For the foregoing reasons we AFFIRM in part, REVERSE in part, and REMAND the case for further proceedings as necessary.
Entered for the Court
David M. Ebel
*. This order and judgment is not binding precedent, except under the doctrines of law of the case, res judicata, and collateral estoppel. The court generally disfavors the citation of orders and judgments; nevertheless, an order and judgment may be cited under the terms and conditions of 10th Cir. R. 36.3.
1. The ALJ also made an alternate finding at step five that, assuming claimant could not perform his past relevant work, there was other work that he could perform. See Appellant's App. at 24-25.
2. Menetrier's disease is defined as "gastric mucosal hyperplasia, either mucoid or glandular." Stedman's Medical Dictionary 500 (26th ed. 1995).

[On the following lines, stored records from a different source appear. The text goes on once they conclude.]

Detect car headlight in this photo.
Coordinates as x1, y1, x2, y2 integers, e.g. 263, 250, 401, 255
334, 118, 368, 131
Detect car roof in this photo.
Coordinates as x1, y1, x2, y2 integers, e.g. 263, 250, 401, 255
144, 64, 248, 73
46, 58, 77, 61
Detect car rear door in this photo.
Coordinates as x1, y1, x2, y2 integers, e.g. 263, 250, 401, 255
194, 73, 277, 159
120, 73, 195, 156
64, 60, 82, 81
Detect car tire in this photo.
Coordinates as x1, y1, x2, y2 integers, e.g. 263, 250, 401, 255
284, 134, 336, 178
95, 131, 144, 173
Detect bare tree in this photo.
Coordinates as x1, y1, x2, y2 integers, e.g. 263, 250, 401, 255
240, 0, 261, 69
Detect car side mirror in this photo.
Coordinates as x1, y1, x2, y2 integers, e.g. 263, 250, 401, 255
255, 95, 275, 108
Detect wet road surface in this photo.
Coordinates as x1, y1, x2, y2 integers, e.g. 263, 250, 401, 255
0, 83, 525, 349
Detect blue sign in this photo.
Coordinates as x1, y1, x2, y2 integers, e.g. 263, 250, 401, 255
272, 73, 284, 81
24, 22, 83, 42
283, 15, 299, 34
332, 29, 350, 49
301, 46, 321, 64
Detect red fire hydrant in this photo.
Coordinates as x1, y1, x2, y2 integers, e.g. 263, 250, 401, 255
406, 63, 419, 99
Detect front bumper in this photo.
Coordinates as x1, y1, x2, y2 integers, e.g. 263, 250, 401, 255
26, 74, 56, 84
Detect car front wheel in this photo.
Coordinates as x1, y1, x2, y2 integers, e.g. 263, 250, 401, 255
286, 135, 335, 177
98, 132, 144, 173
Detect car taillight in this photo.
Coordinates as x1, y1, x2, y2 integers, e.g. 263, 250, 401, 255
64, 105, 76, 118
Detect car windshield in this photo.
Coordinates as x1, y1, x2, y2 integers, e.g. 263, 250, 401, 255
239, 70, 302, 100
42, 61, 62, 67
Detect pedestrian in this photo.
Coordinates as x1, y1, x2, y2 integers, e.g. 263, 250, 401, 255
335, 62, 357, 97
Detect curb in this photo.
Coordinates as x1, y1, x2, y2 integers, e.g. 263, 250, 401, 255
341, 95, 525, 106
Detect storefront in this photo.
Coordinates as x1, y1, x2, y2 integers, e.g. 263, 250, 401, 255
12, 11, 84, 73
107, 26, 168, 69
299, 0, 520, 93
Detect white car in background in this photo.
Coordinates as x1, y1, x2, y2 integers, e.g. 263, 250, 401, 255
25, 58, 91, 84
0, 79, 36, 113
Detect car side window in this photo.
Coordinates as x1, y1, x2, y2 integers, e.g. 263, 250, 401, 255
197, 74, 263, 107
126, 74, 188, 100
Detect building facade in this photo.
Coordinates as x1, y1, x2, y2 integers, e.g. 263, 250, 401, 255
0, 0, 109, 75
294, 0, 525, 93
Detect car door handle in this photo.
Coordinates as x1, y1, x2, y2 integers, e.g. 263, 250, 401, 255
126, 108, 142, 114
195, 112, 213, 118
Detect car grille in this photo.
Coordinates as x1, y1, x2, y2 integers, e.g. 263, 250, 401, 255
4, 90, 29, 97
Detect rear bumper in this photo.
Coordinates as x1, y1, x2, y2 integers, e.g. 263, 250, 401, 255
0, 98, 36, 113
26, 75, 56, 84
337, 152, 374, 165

3. Claimant's brief to the Appeals Council states as follows:
Claimant next argues that his psoriasis and aortic stenosis meet the listings. The record reflects his aortic stenosis has caused claimant to lose a significant amount of weight. Likewise, his psoriasis has a significant impact on his feet. Claimant submits the medical evidence establishes that he meets the listings, and therefore, he is presumed disabled.
Appellant's App. at 176.
4. The Supreme Court's decision in Sims has majority, plurality, concurring and dissenting opinions. Despite this fragmentation, the majority opinion unequivocally holds that there is no administrative issue exhaustion requirement at the Appeals Council level on which judicial review is conditioned.